UCSF Leads Development of Library of Tools for Diagnostic Performance Feedback

April 27, 2023
GoodDX.org created to help health systems identify implementable tools that facilitate providing feedback about diagnostic performance to their clinicians

Led by faculty and staff at the University of California San Francisco, GoodDx.org has been launched as a one-stop collection of resources and tools to empower healthcare organizations to measure diagnostic performance, provide feedback to diagnosticians, and improve diagnostic accuracy and timeliness.

Supported with a grant from the Gordon and Betty Moore Foundation, GoodDX.org was developed as a collaboration between healthcare leaders from across the country to help health systems identify implementable tools that facilitate providing feedback about diagnostic performance to their clinicians.

The Moore Foundation’s Diagnostic Excellence Initiative addresses the need to improve diagnostic performance, reduce costs and redundancy in the diagnostic process, improve health outcomes and save lives.

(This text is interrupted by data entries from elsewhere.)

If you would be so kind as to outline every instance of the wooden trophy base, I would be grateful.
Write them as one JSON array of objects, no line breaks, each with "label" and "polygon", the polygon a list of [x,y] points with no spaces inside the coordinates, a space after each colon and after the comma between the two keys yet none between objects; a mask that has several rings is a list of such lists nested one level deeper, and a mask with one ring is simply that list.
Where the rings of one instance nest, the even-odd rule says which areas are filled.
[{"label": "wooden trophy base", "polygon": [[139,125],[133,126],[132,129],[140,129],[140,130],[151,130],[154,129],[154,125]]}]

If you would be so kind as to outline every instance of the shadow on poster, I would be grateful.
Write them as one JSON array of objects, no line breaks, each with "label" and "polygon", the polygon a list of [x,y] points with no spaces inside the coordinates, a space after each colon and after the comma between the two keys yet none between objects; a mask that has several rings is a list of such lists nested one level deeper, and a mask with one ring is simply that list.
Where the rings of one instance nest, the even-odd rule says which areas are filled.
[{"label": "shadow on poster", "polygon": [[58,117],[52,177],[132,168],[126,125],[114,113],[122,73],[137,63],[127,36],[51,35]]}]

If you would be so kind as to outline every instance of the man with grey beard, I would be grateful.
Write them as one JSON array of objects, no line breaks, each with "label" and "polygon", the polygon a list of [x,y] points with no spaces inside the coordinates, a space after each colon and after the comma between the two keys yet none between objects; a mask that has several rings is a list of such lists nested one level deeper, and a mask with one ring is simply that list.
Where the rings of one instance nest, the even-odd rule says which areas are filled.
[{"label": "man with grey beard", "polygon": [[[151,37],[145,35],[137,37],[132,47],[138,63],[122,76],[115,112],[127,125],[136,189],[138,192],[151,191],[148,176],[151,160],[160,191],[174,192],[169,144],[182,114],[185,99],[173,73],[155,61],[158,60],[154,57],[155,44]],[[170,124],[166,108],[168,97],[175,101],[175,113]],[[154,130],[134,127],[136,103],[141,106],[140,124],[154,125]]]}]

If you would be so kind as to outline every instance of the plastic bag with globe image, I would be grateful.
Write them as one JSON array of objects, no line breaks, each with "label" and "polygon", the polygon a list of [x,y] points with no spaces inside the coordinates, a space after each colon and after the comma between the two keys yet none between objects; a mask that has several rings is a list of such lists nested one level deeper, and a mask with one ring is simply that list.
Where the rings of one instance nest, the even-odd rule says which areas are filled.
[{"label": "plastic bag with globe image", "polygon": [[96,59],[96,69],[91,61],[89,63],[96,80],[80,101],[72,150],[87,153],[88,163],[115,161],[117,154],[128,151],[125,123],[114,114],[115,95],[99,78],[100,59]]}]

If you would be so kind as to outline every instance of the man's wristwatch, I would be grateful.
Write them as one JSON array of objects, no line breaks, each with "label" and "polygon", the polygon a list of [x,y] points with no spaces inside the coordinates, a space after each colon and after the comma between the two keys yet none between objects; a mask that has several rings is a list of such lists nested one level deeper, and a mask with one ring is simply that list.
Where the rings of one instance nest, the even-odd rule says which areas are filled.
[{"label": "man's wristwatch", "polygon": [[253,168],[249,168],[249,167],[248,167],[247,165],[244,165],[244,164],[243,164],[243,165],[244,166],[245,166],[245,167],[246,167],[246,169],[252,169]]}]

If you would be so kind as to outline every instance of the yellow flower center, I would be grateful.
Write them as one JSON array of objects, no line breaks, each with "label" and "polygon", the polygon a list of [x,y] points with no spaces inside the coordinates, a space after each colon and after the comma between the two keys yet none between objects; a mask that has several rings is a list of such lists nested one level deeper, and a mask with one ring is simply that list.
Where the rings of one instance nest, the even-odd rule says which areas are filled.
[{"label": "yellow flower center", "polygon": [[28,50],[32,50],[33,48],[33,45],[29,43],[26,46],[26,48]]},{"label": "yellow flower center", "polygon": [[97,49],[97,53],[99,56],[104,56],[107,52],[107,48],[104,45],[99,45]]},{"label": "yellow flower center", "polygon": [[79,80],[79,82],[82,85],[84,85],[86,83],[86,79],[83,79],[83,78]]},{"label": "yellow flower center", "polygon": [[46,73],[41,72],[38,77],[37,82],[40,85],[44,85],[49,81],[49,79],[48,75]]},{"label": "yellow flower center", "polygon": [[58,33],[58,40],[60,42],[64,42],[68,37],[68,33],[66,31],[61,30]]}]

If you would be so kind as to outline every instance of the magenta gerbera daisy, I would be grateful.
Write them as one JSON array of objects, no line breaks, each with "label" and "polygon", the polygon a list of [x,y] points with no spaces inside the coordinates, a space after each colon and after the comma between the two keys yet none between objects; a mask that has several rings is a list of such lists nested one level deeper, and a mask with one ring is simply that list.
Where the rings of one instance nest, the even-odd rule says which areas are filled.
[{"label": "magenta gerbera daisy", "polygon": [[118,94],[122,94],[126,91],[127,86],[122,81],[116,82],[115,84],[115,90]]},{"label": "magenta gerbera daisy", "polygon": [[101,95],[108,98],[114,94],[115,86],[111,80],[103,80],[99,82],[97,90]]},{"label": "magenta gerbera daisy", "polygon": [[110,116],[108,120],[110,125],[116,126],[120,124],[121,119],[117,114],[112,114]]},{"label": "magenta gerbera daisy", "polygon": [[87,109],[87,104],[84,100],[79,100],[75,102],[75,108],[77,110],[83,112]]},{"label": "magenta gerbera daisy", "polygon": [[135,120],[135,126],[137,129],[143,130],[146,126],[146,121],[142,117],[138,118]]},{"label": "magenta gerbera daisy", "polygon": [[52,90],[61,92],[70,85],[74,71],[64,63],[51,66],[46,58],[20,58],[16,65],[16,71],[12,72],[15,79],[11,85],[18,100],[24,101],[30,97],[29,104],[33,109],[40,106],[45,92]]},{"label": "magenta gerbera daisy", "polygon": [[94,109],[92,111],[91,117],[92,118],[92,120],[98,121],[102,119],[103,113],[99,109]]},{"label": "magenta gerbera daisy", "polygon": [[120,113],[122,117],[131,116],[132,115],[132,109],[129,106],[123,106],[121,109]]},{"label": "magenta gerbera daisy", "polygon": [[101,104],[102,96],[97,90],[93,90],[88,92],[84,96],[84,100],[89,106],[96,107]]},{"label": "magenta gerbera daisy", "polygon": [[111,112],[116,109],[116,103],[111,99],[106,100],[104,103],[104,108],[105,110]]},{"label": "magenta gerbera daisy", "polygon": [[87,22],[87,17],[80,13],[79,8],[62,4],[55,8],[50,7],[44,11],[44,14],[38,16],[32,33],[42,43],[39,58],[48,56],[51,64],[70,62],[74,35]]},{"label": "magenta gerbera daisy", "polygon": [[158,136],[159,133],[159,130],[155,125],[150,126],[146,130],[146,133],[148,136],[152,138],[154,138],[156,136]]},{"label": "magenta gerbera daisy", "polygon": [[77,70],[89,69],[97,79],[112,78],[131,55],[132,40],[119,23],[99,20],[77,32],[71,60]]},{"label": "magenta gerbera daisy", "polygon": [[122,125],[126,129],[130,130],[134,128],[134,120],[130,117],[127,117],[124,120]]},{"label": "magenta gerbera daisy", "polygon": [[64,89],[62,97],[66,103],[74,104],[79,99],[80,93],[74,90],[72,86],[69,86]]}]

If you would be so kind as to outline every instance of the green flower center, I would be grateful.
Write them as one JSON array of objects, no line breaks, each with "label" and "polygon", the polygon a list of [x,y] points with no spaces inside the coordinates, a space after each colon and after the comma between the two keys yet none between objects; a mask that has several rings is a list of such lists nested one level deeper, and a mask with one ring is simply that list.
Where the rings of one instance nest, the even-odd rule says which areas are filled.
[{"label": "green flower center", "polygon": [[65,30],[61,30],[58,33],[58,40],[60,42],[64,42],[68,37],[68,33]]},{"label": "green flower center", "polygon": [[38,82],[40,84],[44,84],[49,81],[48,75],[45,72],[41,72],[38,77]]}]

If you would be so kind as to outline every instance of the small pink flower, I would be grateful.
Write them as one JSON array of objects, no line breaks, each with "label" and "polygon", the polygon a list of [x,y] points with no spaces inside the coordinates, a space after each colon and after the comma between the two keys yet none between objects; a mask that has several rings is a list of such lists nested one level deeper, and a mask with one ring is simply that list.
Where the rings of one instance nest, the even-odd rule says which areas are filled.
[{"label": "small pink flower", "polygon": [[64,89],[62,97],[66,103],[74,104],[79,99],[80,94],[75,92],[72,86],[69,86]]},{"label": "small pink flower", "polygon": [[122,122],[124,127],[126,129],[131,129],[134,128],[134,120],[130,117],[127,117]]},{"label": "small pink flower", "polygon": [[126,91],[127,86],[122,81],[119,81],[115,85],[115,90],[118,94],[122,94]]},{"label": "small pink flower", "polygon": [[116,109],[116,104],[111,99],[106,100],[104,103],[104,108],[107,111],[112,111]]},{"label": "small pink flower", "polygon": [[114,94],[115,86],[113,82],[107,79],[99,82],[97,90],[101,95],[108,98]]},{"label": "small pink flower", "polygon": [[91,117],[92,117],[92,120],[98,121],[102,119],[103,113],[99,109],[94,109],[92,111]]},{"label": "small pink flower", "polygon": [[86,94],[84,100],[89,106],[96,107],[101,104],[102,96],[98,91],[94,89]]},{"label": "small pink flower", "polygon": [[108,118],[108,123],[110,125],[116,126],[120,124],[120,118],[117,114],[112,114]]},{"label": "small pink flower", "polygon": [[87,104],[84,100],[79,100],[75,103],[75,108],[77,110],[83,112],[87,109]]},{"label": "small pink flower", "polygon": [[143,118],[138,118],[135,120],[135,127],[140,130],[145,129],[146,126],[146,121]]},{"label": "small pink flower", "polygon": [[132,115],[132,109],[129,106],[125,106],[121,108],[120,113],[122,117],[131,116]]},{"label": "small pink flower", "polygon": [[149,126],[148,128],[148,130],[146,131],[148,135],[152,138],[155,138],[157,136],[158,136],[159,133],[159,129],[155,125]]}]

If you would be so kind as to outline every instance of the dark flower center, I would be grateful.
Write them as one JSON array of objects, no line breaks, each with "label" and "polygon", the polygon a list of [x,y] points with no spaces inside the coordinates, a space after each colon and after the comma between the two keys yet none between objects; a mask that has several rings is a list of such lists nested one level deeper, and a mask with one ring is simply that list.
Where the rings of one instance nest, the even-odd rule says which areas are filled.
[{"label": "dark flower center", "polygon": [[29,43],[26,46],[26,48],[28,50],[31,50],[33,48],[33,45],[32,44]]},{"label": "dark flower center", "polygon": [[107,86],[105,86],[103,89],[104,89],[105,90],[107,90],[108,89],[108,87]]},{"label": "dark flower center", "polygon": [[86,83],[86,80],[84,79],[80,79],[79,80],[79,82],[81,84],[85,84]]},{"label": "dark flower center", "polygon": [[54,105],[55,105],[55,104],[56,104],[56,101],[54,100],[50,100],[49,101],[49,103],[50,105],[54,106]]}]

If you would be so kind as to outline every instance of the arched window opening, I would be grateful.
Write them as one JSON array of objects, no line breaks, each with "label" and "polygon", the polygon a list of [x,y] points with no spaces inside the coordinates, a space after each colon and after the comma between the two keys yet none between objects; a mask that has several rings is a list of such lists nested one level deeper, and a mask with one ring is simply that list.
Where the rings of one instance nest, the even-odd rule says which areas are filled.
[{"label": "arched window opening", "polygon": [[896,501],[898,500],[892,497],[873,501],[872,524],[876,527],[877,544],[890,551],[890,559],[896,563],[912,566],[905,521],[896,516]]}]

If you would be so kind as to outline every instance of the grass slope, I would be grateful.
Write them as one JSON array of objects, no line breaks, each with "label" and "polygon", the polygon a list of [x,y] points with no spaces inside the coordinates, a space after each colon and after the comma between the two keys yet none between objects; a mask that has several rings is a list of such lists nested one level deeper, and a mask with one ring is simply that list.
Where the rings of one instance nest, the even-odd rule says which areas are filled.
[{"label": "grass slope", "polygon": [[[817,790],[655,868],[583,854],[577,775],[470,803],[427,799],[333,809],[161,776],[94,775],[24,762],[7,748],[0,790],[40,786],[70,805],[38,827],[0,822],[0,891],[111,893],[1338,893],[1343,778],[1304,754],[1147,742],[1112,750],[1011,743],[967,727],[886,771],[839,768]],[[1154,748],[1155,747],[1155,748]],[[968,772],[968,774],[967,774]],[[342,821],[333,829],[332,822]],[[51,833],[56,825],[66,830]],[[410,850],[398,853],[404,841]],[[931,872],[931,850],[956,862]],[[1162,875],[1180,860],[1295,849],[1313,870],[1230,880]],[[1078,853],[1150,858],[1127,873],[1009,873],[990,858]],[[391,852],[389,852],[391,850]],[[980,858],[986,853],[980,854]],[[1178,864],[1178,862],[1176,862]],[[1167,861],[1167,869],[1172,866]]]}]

GoodDX.org, its creators say, is akin to an online library maintained as a public good, and free to use and explore (although some of the resources listed within it are from commercial entities with fees to purchase). GoodDx.org says it relies on a thriving user community to offer feedback about implementation experiences with the resources listed, and to submit new resources for consideration as they are developed.

Their goal is to build a community of healthcare leaders who share a common drive: to improve diagnostic performance with feedback. We welcome input and feedback through the Contact link at the bottom of the page.

The organizers note that providing diagnostic performance feedback to clinicians is a multi-step process that begins with identifying potential diagnostic encounters and ends with returning diagnostic performance results to the clinician, with a number of steps in between. All the resources they have identified fulfill at least one of these steps, but some resources fulfill more than others. A table view shows the end-to-end completeness of each resource in this multi-step process.

In a video on the organization’s website, clinicians and researchers discuss briefly why this effort is so important. Among the efforts leaders is Benjamin I. Rosner, M.D., Ph.D., an associate professor of medicine in UCSF’s Division of Hospital Medicine and Center for Clinical Informatics and Improvement Research. “Feedback is the process by which we learn and improve. Without that feedback, we can't get better at doing what we each need to do,” he said.

“Anytime I can be a better doctor tomorrow than the one I am today, then I owe it to all my patients to do that. And feedback is one of the most tangible ways to achieve that goal,” said Gurpreet Dhaliwal, M.D., a professor of medicine at UCSF.

“Feedback loops are essential. They're everywhere in health systems. Feedback about diagnosis is especially important because it gets at both risk of harm and preventing that as well as opportunity to provide better care,” said Zachary Landis-Lewis, Ph.D., assistant professor in the Department of Learning Health Sciences at the University of Michigan Medical School.